Thinking the other way around, imagine your program originally used the blocks of the sizes the same as the one with the modified allocator. Would you then bother about memory fragmentation in that case?
Heaps are normally implemented as linked lists of cell. On application startup there is only one large cell. Your first allocation breaks off a small piece at the beginning to create a new allocated heap cell. Subsequent allocations do the same. After a while some cells are freed leaving free holes between allocated block.
After running a while, when you request an allocation, the allocator walks the heap until it finds a free cell of equal size to that requested or bigger. Rounding up to larger cell allocation sizes may require more memory up front but increases the likelyhood of finding a suitable free cells meaning that new memory does not have to be added to the end of the heap. This may improve performance.
However, bear in mind heap operations are expensive and therefore should be minimized. You are most probably allocating and deallocating objects of the same type and therefore same size. Look into using specialized free lists for your object. This will save the heap operation and thus mimimize fragmentation. The STL has allocators for this very reason.
It depends on the implementation driving the memory allocator, for instance:
On widows, it pulls memory from the process heap, under under XP, this heap its not set to be the low fragmentation implementation, which could really throw a spanner in the works.
Under a bin or slab based allocator, your few extra bytes might push it up to the next block size, wasting memory madly and causing horrible virtual memory thrashing.
Depending on your memory usage needs, you might be better served by using a custom allacator to replace ::new, something like hoard or nedmalloc.
If your blocks (allocated and deallocated memory) are still smaller that a C library allocator handles without problems with fragmentation than you must not face any memory fragmentation.

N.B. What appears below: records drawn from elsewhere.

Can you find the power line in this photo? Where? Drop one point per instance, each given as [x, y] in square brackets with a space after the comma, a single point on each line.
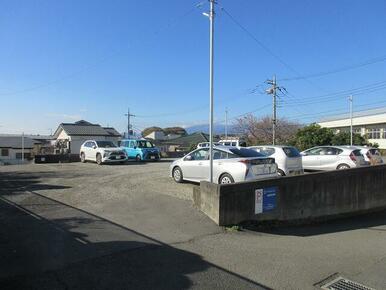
[101, 60]
[262, 45]
[338, 70]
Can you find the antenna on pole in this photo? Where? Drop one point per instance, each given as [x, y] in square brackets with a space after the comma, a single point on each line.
[272, 91]
[226, 123]
[350, 99]
[211, 57]
[128, 115]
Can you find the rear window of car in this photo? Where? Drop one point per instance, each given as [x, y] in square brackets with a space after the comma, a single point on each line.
[357, 152]
[375, 152]
[291, 152]
[244, 152]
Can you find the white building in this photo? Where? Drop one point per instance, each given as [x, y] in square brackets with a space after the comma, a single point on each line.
[369, 123]
[13, 147]
[72, 135]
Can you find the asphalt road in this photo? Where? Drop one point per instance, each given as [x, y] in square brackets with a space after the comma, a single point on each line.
[83, 226]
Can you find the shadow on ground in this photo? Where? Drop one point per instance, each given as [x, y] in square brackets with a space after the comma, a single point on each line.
[368, 220]
[46, 244]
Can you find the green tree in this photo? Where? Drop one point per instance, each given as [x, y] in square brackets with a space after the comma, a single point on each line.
[343, 138]
[312, 135]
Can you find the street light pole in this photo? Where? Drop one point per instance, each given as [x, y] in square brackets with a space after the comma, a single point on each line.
[351, 132]
[211, 37]
[226, 123]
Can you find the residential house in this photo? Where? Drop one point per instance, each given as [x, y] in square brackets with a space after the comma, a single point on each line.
[368, 123]
[12, 148]
[70, 136]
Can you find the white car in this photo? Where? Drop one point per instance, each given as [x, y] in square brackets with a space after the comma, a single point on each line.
[233, 143]
[206, 144]
[372, 155]
[101, 152]
[287, 158]
[332, 157]
[230, 164]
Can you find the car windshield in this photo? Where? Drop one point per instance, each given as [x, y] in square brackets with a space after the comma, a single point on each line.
[291, 152]
[144, 144]
[105, 144]
[244, 152]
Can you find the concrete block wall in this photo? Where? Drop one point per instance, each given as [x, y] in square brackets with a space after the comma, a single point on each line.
[304, 197]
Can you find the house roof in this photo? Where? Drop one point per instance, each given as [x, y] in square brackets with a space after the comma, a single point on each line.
[84, 128]
[16, 142]
[187, 140]
[112, 131]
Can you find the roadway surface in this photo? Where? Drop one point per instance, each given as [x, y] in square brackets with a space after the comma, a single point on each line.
[83, 226]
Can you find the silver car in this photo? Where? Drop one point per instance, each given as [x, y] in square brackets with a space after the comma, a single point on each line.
[230, 164]
[332, 157]
[287, 158]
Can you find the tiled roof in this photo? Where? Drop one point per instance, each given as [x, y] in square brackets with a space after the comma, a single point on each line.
[84, 128]
[112, 131]
[16, 142]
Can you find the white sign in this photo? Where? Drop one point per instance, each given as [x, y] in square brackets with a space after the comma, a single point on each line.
[259, 200]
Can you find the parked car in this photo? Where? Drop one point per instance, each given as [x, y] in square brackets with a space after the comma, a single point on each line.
[230, 164]
[287, 158]
[372, 155]
[101, 152]
[206, 144]
[140, 150]
[233, 142]
[332, 157]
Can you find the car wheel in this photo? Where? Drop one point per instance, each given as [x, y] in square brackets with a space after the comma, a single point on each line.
[280, 172]
[343, 166]
[99, 159]
[226, 179]
[177, 175]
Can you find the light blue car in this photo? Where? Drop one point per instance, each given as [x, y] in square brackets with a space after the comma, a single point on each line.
[140, 150]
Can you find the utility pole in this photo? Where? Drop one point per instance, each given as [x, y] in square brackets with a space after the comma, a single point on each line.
[350, 98]
[128, 122]
[211, 57]
[272, 91]
[22, 148]
[226, 123]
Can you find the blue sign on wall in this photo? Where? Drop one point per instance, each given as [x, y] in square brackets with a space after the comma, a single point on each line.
[265, 199]
[269, 199]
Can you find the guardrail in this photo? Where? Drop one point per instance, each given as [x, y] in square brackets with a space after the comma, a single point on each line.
[300, 198]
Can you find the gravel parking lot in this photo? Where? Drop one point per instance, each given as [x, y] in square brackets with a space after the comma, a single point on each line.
[115, 224]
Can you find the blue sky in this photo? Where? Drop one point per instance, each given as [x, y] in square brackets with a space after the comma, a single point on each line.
[61, 61]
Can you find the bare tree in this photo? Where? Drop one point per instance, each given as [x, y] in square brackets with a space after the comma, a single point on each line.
[259, 130]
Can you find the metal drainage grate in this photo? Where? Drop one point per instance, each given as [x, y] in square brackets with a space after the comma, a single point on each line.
[341, 283]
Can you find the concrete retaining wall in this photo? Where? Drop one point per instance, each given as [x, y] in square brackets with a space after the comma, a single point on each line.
[301, 198]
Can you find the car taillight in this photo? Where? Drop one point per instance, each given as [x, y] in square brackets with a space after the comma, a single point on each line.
[246, 162]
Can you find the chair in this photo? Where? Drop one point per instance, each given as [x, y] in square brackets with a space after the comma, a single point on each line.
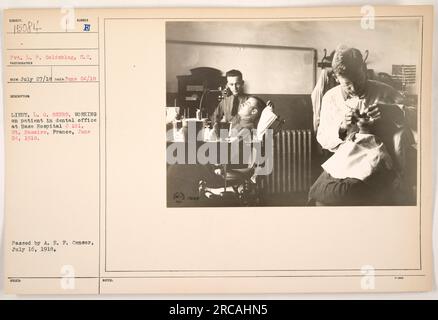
[238, 180]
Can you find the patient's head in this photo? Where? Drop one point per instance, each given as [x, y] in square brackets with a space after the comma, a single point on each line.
[235, 81]
[249, 112]
[350, 70]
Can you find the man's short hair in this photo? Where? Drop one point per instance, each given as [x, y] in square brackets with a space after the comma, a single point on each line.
[234, 73]
[347, 60]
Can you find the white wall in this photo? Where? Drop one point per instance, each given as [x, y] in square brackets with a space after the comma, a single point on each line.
[391, 41]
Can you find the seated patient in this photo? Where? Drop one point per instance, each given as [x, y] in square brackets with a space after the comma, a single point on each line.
[358, 121]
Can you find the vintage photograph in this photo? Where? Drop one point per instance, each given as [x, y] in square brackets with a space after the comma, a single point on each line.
[292, 113]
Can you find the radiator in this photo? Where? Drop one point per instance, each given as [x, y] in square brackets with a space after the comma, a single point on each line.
[291, 163]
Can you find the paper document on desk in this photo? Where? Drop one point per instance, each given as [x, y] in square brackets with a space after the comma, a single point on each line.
[93, 205]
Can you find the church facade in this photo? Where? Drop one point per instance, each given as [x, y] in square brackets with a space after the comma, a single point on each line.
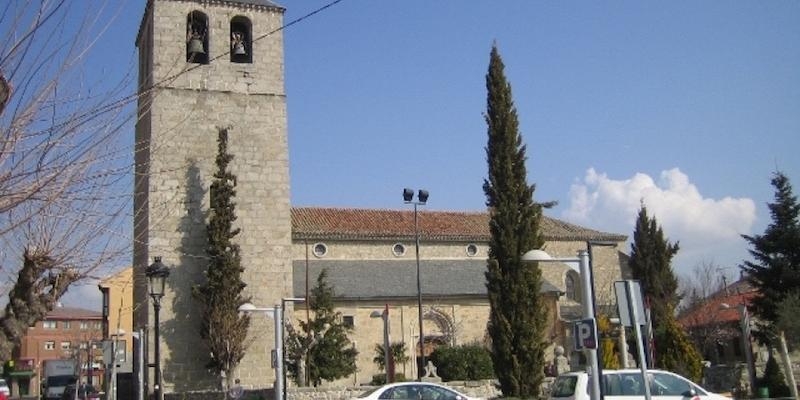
[218, 64]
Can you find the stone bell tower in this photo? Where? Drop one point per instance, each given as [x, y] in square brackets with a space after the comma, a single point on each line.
[206, 65]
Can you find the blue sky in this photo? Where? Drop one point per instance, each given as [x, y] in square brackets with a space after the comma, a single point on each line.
[687, 106]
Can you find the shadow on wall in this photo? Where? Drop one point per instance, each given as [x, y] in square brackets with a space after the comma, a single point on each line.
[185, 366]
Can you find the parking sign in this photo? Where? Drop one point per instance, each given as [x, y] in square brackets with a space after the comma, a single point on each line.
[584, 332]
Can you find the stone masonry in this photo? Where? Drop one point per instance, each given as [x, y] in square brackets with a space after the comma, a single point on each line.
[182, 106]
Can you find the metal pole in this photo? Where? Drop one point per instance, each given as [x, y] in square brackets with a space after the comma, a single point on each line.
[638, 331]
[386, 353]
[419, 300]
[158, 387]
[748, 351]
[278, 315]
[114, 367]
[588, 313]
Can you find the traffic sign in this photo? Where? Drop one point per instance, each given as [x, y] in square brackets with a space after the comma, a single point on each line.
[585, 334]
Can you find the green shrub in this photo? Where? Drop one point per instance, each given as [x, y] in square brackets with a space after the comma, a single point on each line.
[463, 363]
[380, 379]
[774, 380]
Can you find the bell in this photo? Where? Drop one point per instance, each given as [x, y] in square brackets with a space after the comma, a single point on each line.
[196, 46]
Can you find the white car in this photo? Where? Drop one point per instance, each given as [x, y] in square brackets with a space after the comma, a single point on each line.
[4, 388]
[414, 391]
[626, 384]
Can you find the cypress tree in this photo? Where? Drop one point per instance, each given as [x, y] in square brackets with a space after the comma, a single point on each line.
[518, 314]
[321, 349]
[222, 328]
[775, 271]
[650, 263]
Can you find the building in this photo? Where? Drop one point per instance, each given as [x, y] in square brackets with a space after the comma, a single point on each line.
[65, 333]
[370, 258]
[117, 312]
[204, 66]
[210, 65]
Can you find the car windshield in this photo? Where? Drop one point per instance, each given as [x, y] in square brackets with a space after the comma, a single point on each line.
[564, 386]
[367, 393]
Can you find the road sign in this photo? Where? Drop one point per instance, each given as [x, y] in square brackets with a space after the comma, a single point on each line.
[584, 332]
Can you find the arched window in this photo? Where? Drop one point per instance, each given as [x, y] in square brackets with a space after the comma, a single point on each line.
[572, 286]
[197, 38]
[241, 40]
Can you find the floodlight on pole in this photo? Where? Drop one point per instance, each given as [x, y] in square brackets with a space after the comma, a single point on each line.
[422, 198]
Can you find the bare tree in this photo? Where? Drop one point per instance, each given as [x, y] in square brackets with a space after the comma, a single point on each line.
[64, 161]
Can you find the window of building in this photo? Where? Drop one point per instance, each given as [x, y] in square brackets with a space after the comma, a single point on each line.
[197, 38]
[241, 40]
[571, 286]
[320, 250]
[399, 250]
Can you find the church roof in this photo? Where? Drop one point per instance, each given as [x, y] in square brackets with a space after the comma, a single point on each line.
[378, 224]
[386, 279]
[72, 313]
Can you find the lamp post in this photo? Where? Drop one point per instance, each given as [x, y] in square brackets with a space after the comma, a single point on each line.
[114, 360]
[422, 198]
[283, 342]
[584, 262]
[157, 274]
[277, 354]
[388, 360]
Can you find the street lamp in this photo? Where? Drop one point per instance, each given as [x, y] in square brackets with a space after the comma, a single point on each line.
[388, 360]
[588, 307]
[157, 274]
[422, 198]
[277, 354]
[114, 360]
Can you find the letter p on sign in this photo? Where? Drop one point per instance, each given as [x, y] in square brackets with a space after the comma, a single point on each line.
[584, 332]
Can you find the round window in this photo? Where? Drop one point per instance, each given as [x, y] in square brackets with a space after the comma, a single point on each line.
[320, 249]
[399, 249]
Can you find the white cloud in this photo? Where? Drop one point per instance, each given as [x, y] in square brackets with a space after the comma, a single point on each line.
[707, 229]
[85, 296]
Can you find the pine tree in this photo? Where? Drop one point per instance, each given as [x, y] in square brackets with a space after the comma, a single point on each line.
[518, 314]
[321, 349]
[775, 271]
[223, 329]
[650, 263]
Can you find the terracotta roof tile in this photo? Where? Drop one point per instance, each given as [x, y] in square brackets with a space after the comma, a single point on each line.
[72, 313]
[376, 224]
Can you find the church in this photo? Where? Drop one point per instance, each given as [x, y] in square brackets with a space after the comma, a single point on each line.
[218, 64]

For example take a look at my own question about allocators: Small block allocator on Linux (or RedHat Linux) to avoid memory fragmentation.
In other words. You have implented your own ::operator new() and in it you call malloc() and pass a slighly bigger block size. malloc() is in a C library and it is responsible not only for allocating and deallocating but also for avoiding memory fragmentation. If you do not frequently allocate and free blocks with sizes bigger than the allocator can handle efficently then you can expect that there will be on memory fragmentation.